The board last month approved a preliminary measure to include the project in a construction-work plan. Borgeson says he’s optimistic the board will approve the proposed project, but he adds it’s not guaranteed.
“I expect to have some very tough questions from the board,” he said.
Board chair Rick Schikora and members Bill Nordmark and Tom DeLong all were unavailable to comment Monday.
“If we do get approval to move ahead, then we think that we would have the plant operating in April of 2018,” Borgeson said.
He says if all goes well, the plant may begin commercial operation by the middle of next year. He says GVEA ratepayers may see a small increase in their bills as the co-op begins repaying the loan that financed the project. But he says that should be more than offset by the cheap coal-generated electricity that Healy 2 should be producing by then.
“When Unit 2 was running in 2015, our cost of power got down to 6 cents a kilowatt hour,” Borgeson said.
GVEA’s base rate for electricity is now about 10-and-a-half cents a kilowatt hour.
Healy 2 operated for only about eight months before being shut down in March of 2016 after the first explosion in the coal-delivery system. To help pay for repairs, GVEA instituted a temporary rate increase that boosted the average customer’s monthly bill by about 19 dollars.
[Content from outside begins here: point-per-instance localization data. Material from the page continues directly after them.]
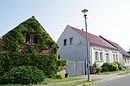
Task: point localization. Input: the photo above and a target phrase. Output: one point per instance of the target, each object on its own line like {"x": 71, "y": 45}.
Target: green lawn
{"x": 84, "y": 82}
{"x": 120, "y": 72}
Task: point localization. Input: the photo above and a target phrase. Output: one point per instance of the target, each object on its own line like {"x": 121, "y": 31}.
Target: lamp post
{"x": 87, "y": 44}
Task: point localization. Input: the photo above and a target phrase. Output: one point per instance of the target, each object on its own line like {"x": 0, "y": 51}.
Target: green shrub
{"x": 61, "y": 63}
{"x": 48, "y": 63}
{"x": 58, "y": 77}
{"x": 23, "y": 75}
{"x": 95, "y": 69}
{"x": 110, "y": 67}
{"x": 120, "y": 66}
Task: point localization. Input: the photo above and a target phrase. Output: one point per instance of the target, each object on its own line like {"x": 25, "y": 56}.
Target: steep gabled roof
{"x": 119, "y": 48}
{"x": 15, "y": 38}
{"x": 93, "y": 39}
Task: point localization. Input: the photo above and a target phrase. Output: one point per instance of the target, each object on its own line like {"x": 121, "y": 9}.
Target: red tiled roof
{"x": 93, "y": 39}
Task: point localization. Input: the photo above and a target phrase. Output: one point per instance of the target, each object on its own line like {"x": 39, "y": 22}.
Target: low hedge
{"x": 114, "y": 66}
{"x": 22, "y": 75}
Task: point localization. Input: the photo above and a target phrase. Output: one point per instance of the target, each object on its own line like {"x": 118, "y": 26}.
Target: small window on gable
{"x": 65, "y": 42}
{"x": 71, "y": 41}
{"x": 101, "y": 56}
{"x": 35, "y": 39}
{"x": 27, "y": 38}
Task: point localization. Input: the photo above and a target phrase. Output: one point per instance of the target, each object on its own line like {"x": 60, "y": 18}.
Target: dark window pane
{"x": 35, "y": 39}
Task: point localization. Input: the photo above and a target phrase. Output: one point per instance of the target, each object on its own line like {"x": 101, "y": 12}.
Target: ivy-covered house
{"x": 29, "y": 44}
{"x": 27, "y": 36}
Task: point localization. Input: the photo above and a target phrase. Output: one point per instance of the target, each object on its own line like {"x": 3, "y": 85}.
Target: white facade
{"x": 73, "y": 48}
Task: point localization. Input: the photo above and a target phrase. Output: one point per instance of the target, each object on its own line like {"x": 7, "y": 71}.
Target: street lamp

As of late last year, GVEA had spent about 175 million dollars to buy and retrofit Healy 2 after purchasing it from the Alaska Industrial Development Authority in 2013.
The federal government built Healy 2 in 1999 at a cost of 300 million dollars but shut it down later that year after it failed to operate reliably and safely. The 50-megawatt plant was intended to serve as a demonstration project to showcase technology that would enable it to generate electricity with low-grade coal while producing relatively little pollution.